Among the leading Wall Street firms, Morgan Stanley has been perhaps the most persistently bearish about the stock market since the latter half of 2018. Indeed, the firm was ahead of the pack in anticipating a decline in corporate earnings during 2019. Now, just as the bulls are reveling in the market's rebound to new record highs this week, a report from Lisa Shalett, chief investment officer (CIO) at Morgan Stanley Wealth Management, warns about "the vulnerability of growth stocks" and the negative consequences that this may have for the market as a whole.
"One of the most durable characteristics of the 10-year bull market in stocks has been the leadership of growth-style stocks—and in particular, technology stocks. Growth stocks have benefited from both the scarcity of secular growth over the past decade and low real interest rates, which support higher valuation multiples for long-duration assets. Recently, a shift in leadership from growth to value style...may signal a broader market correction," the report observes. One way for investors to protect themselves, says Shalett, is to neutralize their growth-focused portfolios by adding to value-oriented active managers.
Several of her key points are summarized below and discussed in this story.
Vulnerabilities For Growth Stocks
- Growth-style valuations are stretched
- Similarities to 1999 just before Dotcom Bubble
- Earnings misses against rich valuations make a "dangerous mix"
- High ownership of growth stocks by hedge funds
- Real interest rates appear to be bottoming
- Growth stock betas near all-time highs
- Regulatory pressures building
Source: Morgan Stanley, The GIC Weekly, April 23, 2019.
Significance For Investors
Given that many major stock market indexes, such as the S&P 500, are weighted by market capitalization, this means that they "are skewed to growth stocks," particularly tech stocks. In this vein, Shalett cites the adage, "as goes tech, so goes the market."
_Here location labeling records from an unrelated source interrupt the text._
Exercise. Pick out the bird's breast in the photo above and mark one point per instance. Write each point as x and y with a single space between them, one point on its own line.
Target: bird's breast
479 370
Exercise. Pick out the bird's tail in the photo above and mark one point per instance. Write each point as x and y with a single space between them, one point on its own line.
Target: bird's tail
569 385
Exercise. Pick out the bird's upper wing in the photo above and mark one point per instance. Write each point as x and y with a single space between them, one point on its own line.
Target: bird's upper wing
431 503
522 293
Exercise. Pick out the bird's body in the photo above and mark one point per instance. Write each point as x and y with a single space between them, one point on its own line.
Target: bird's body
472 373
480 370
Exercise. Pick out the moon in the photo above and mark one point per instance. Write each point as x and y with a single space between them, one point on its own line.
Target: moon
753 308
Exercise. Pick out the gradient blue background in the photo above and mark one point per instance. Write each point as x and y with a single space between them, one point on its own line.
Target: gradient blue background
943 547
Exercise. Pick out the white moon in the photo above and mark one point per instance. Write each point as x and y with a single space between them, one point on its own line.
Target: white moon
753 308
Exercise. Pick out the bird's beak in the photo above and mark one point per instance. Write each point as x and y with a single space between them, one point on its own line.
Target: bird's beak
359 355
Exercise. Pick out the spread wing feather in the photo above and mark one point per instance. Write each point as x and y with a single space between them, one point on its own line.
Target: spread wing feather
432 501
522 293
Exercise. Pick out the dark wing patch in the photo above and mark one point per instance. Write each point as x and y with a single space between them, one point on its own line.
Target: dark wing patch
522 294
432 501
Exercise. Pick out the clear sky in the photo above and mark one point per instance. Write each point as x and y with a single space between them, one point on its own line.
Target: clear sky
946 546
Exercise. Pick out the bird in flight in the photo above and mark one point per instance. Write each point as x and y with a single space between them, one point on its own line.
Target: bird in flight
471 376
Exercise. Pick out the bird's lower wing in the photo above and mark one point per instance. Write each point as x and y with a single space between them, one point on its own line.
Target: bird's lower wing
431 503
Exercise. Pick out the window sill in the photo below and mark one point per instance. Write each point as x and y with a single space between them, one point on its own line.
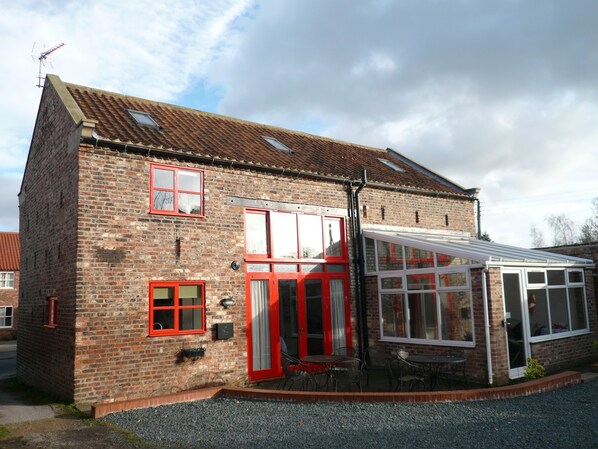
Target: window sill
175 214
559 336
176 334
411 341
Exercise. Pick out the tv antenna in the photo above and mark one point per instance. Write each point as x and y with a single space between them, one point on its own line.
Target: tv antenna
42 60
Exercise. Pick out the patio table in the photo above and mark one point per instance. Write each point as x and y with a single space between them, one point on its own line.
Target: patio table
433 363
330 363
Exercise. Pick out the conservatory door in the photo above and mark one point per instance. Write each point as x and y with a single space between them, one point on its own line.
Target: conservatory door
515 323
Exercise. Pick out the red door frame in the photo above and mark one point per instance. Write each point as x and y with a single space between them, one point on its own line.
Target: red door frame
274 318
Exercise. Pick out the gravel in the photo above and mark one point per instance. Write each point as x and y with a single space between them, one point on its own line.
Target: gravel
566 418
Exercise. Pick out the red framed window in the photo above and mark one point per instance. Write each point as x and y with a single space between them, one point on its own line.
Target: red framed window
287 236
176 191
177 307
51 311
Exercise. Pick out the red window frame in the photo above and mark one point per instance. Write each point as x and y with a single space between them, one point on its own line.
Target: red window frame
176 307
342 258
51 311
175 190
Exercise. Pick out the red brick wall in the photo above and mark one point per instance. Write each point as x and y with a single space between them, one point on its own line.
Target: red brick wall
87 237
10 297
122 248
48 231
569 351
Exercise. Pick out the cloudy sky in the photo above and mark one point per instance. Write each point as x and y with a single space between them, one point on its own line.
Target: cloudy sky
497 95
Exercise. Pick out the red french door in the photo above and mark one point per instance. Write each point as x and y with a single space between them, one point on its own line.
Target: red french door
301 314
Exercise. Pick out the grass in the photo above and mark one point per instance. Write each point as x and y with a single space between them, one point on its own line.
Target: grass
28 393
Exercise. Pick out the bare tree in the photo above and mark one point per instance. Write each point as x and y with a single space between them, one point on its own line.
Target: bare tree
537 237
589 230
563 229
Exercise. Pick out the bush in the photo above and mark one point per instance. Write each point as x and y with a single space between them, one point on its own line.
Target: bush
533 370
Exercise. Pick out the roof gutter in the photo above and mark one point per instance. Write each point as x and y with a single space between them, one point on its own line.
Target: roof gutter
360 265
95 139
485 271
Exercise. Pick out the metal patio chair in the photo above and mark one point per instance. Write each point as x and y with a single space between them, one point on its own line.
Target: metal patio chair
406 374
376 360
295 371
348 375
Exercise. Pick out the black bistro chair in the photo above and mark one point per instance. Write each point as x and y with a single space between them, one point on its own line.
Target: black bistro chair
348 375
406 374
375 361
294 370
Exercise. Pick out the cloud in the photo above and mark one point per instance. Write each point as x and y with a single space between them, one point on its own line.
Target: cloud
156 50
497 95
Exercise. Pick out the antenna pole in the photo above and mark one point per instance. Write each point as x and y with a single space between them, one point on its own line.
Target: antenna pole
42 61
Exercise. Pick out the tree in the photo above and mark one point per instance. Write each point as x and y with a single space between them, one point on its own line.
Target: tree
563 229
537 237
589 230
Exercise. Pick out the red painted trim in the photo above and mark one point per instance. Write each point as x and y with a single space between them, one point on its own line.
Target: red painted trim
543 385
175 191
175 308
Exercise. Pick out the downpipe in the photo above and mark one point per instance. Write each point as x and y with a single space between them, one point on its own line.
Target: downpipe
485 271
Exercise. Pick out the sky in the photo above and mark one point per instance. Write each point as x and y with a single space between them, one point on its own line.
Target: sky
502 96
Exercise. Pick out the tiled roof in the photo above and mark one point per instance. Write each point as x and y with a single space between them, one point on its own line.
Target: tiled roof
224 138
10 251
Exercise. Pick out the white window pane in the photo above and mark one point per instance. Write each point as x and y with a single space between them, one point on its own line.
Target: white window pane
284 235
333 237
577 308
163 200
189 203
310 228
163 179
419 258
390 256
423 316
452 279
394 322
190 181
559 316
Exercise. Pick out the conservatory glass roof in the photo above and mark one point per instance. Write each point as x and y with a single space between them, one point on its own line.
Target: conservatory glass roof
494 254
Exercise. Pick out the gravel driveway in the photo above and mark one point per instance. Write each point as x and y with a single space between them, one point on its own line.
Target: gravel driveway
566 418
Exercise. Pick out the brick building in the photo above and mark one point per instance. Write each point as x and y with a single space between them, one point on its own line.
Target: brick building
9 284
166 249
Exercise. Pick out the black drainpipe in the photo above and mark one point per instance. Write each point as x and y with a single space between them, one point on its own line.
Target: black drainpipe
360 272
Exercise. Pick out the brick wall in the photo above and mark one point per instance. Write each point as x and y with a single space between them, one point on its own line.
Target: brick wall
48 230
10 297
569 351
122 248
87 237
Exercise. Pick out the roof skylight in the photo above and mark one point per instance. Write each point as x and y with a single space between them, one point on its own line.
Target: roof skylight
277 144
143 119
391 164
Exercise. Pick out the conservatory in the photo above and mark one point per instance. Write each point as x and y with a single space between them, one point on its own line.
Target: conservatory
496 304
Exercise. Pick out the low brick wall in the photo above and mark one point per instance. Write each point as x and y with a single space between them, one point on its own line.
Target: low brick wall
545 384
"Some investors have chalked up the decade-long superiority of growth to value to a belief that certain category killers have established quasi-monopolies that are competitively unassailable and thus deserve outsized valuation," Shalett writes. While acknowledging that some growth stocks indeed fit this pattern, she asserts that the vast majority of them actually have been buoyed by the loose money policies pursued by the Federal Reserve in the wake of the 2008 financial crisis.
"It has been the central bank’s extraordinary accommodation through negative real interest rates and Quantitative Easing that has fueled the party and all its gifts of stellar performance of financial assets. Few asset classes have benefitted more from this largesse than US growth-style equities," Shalett asserts. She doubts that this "extraordinary accommodation" is likely to persist longer term.
Meanwhile, high stock valuations imply high expectations about future profit growth. The report warns: "A mature business cycle is creating headwinds for profits at a time when P/Es are already rich. What’s more, many of the past decade’s highfliers, overowned by hedge funds, have seen their market betas inflate, removing their defensive characteristics. They are likely to suffer should real rates back up on a recovery in economic growth."
Social media stocks may suffer the most from this trend. These companies have drawn political fire and rising regulation worldwide, which may constrain their future growth. Shalett says this may prompt investors to sell shares of these big "growth stock winners" and use the cash to buy the latest wave of IPOs.